By now they had reached his office, a glass fronted affair that afforded no privacy. The world looked in and watched education in progress. On a daily basis.
Derek often caught himself considering moving the book shelves in front of the glass, or putting up a gigantic poster. But, in the end, he had got used to people walking past and popping in on a whim to say hello. It was rather lovely, in an odd way. It made everything quite transparent.
“Well, yes.” The woman’s eyes had not warmed, despite Derek’s enquiring smile. She seated herself, arms folded. “I am Ms Rachel. The Principal’s PA. We have not yet met.”
“Well, we have now,” grinned Derek, reaching for his notepad. It was the wrong thing to say, though. A cloud scudded across her face.
“I’m here on a personal matter. You don’t know this, but my daughter attends school here. I hope you don’t mind me mentioning this, but…” the conjunction was left hanging, waiting for the drop.
Derek stop smiling and leant forward, pen poised. “Oh, OK. What’s the problem?”
“She is not happy in her class, Mr Derek. She has come home complaining. She is very upset.”
Derek mentally slapped himself around the chops for his optimism. Did he teach her? Who was she? He took a mental register and looked inwards at all the faces. No. Nobody looking distressed or shedding tears. Just rows of cheerful, smiling faces. “Is she in my class, Ms Rachel?”
“Oh, good. I don’t like to think of children being in any way unhappy.”
“Well she is, Mr Derek. I wonder if you can do something about it?”

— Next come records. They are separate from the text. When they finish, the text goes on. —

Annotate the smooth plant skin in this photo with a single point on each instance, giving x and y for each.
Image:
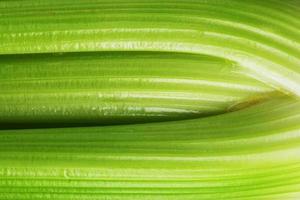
(231, 65)
(76, 89)
(248, 154)
(261, 36)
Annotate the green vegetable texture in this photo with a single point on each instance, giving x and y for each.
(149, 99)
(115, 87)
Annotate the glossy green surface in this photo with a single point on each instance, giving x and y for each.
(232, 65)
(76, 89)
(248, 154)
(261, 36)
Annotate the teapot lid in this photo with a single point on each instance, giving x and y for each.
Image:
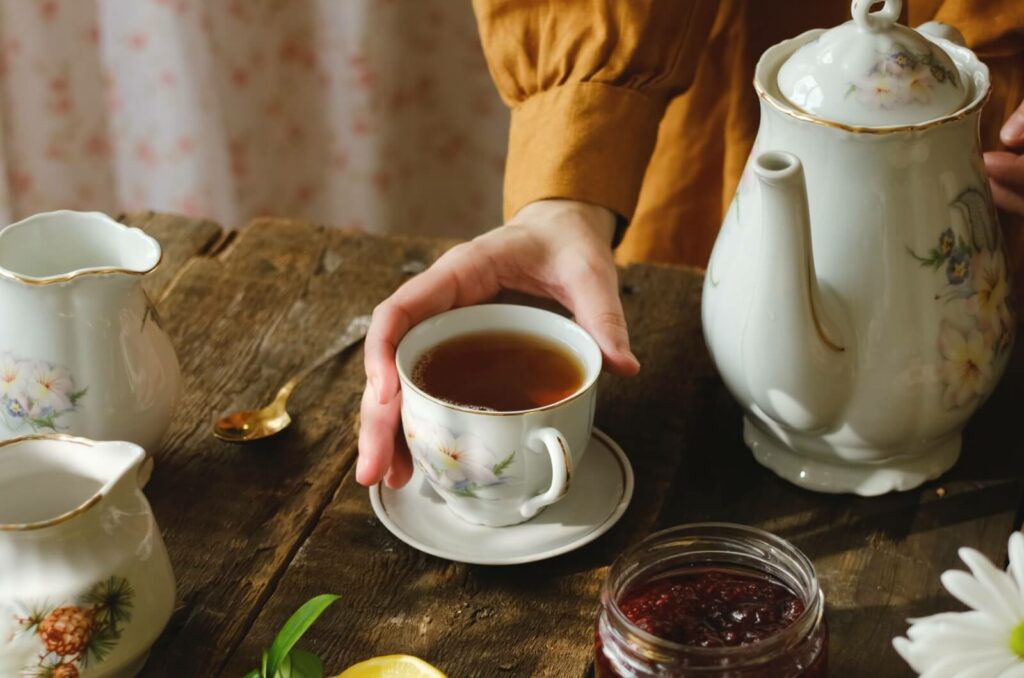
(872, 72)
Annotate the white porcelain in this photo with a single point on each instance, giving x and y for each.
(873, 72)
(81, 348)
(861, 322)
(600, 493)
(498, 468)
(85, 582)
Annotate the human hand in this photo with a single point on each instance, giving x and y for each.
(552, 248)
(1006, 169)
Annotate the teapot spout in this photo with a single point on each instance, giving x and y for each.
(796, 355)
(121, 464)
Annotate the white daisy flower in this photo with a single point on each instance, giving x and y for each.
(12, 378)
(987, 641)
(448, 459)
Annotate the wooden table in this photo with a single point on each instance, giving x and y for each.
(253, 532)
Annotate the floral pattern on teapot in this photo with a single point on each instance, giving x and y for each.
(977, 330)
(36, 393)
(460, 464)
(77, 634)
(901, 78)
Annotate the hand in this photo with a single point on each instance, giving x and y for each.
(1007, 169)
(552, 248)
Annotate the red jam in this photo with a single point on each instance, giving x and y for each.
(712, 607)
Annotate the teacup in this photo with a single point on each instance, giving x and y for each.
(498, 468)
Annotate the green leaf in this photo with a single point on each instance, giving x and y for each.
(304, 665)
(294, 628)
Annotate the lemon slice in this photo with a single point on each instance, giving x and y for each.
(392, 666)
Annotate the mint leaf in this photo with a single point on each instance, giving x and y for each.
(294, 628)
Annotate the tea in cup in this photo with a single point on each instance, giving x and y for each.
(498, 408)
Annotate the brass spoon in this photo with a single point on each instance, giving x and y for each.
(249, 425)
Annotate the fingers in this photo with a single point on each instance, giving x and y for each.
(1013, 130)
(1007, 168)
(592, 294)
(458, 279)
(378, 427)
(401, 464)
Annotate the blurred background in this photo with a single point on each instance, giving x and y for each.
(371, 114)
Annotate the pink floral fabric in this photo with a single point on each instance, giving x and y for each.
(373, 114)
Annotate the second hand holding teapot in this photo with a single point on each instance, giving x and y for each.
(857, 301)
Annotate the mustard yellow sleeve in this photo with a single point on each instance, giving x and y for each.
(588, 82)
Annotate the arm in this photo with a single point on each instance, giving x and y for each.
(588, 81)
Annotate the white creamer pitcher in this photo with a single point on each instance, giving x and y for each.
(85, 583)
(81, 349)
(857, 301)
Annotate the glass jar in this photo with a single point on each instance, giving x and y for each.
(800, 649)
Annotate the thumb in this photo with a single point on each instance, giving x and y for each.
(1013, 130)
(593, 298)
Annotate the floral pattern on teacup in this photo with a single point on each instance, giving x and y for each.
(77, 634)
(977, 329)
(901, 78)
(460, 464)
(35, 393)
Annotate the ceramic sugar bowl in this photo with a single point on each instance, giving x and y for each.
(857, 301)
(81, 347)
(85, 583)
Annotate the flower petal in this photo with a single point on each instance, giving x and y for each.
(1016, 568)
(981, 664)
(1016, 671)
(998, 583)
(973, 594)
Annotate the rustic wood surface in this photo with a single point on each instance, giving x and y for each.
(253, 532)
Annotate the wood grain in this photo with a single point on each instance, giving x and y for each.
(181, 240)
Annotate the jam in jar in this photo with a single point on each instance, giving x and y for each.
(714, 600)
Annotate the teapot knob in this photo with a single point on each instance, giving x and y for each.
(879, 20)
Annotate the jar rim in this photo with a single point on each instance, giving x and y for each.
(762, 650)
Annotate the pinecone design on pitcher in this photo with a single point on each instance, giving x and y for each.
(80, 635)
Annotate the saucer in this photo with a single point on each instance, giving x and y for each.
(601, 490)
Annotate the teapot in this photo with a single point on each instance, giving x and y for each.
(86, 586)
(857, 302)
(81, 346)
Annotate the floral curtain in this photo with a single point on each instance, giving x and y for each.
(374, 114)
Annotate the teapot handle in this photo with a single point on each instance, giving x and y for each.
(876, 22)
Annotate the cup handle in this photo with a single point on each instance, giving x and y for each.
(561, 468)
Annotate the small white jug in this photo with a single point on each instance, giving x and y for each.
(86, 586)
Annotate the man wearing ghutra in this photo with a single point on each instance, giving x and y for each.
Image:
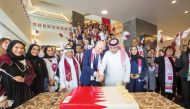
(116, 64)
(69, 70)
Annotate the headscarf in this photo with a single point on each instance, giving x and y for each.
(45, 52)
(29, 56)
(11, 54)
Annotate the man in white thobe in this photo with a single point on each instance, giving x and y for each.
(69, 70)
(116, 64)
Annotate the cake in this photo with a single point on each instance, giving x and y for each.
(87, 97)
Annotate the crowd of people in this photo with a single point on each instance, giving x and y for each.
(92, 57)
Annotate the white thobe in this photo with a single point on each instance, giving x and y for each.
(115, 71)
(69, 85)
(51, 73)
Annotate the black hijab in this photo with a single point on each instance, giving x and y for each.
(136, 56)
(45, 52)
(11, 54)
(29, 56)
(188, 49)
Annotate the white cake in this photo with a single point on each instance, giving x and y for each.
(88, 97)
(118, 98)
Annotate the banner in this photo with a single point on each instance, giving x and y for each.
(44, 24)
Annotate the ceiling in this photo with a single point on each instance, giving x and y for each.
(169, 17)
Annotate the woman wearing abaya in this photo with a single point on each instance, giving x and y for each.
(39, 84)
(14, 63)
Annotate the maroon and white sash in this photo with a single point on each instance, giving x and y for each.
(168, 76)
(188, 73)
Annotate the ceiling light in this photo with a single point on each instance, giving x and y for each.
(104, 12)
(160, 31)
(173, 1)
(186, 12)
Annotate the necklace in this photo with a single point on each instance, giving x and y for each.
(20, 68)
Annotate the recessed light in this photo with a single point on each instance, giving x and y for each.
(186, 12)
(173, 1)
(104, 12)
(160, 31)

“Of course. If I can help, I will.”
Ms Rachel’s face softened slightly and she leant forward to take him into her confidence. “You have placed her is Set 3. You don’t know my daughter. She should be in the top set.”

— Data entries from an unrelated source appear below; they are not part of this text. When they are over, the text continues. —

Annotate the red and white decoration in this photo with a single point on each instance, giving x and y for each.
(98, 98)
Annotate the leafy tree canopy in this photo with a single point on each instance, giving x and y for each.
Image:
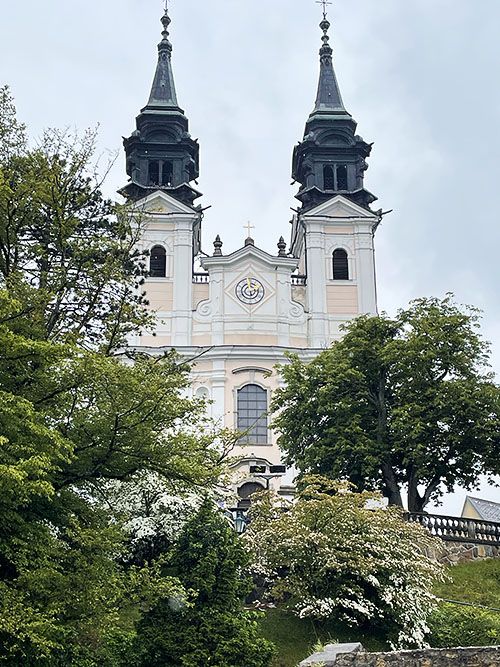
(212, 628)
(336, 554)
(76, 414)
(404, 402)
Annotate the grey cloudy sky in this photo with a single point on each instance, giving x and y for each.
(420, 77)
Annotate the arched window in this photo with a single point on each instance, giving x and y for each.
(342, 183)
(340, 265)
(158, 262)
(252, 415)
(154, 173)
(328, 178)
(246, 492)
(167, 174)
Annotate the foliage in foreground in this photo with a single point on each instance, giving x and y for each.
(74, 417)
(211, 627)
(405, 402)
(335, 553)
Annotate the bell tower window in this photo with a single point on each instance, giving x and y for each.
(252, 415)
(158, 262)
(154, 173)
(342, 177)
(167, 174)
(335, 177)
(340, 264)
(328, 178)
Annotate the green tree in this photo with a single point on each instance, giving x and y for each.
(405, 402)
(75, 414)
(62, 243)
(336, 554)
(212, 628)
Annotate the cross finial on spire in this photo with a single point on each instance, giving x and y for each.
(249, 228)
(325, 4)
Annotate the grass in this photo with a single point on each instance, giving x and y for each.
(295, 638)
(477, 582)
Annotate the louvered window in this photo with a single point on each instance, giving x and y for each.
(252, 415)
(167, 173)
(328, 178)
(340, 265)
(158, 262)
(342, 177)
(154, 173)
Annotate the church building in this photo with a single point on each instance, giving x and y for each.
(238, 314)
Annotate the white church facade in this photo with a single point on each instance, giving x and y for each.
(238, 314)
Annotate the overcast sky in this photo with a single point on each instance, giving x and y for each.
(419, 76)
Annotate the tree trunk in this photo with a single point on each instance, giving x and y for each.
(392, 490)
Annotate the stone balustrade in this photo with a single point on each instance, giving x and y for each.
(459, 529)
(353, 655)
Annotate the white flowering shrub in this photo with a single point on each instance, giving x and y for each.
(151, 513)
(334, 553)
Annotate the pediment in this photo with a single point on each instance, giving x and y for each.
(161, 202)
(250, 253)
(340, 207)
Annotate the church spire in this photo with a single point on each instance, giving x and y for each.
(331, 158)
(328, 98)
(161, 154)
(163, 90)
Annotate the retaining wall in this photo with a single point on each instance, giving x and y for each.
(466, 657)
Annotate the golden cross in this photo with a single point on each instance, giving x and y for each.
(249, 228)
(325, 4)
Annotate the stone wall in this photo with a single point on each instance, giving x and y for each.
(466, 657)
(452, 553)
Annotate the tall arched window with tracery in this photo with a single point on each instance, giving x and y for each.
(252, 415)
(158, 262)
(340, 264)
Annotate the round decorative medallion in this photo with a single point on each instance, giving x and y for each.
(250, 291)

“No, it is wrong. Every night she comes home complaining that the work is too easy for her. She does not feel in any way challenged. It is affecting her. She will not eat her food. She will not sleep at night. She no longer finds Science interesting. Where, last year, Science was her favourite subject.”
Flicking his computer on and fiddling with the mouse, Derek groaned inwardly. Had this nonsense followed him from England? A file opened on his desktop and he glanced at some data, running fingertips across his sweaty forehead. He turned the screen towards Ms Rachel. “Her scores from last year seem to indicate she has been placed in the right set, Ms Rachel. The teacher, Mr Thurber, is one of our best physicists. He has been given that set because he understands his subject and has a track record of getting the best from the youngsters. I’ve seen him. He is a terrific teacher.”
“That data is wrong, Mr Derek. My daughter should be in the top set.”
“She had a bad test that day. I have explained it to the Principal. He agrees. I would, ah, like her to be moved into top set. Starting tomorrow.”
Closing the file with a click of the mouse, Derek sighed and stood. “I’ll look into it.”
Ms Rachel also raised herself and opened the office door, “I’d appreciate that, Mr Derek.”
As she walked past the celebratory assembly that was coming to its conclusion, Derek caught sight of the Principal who glanced at him, then joined Ms Rachel. They now stood together, looking over the children, applauding.
Derek opened a desk drawer and picked up his diary, emblazoned with the school’s logo. “Little acorns,” he muttered to himself. He wondered, idly, if there were any flights to Reykjavik leaving that week.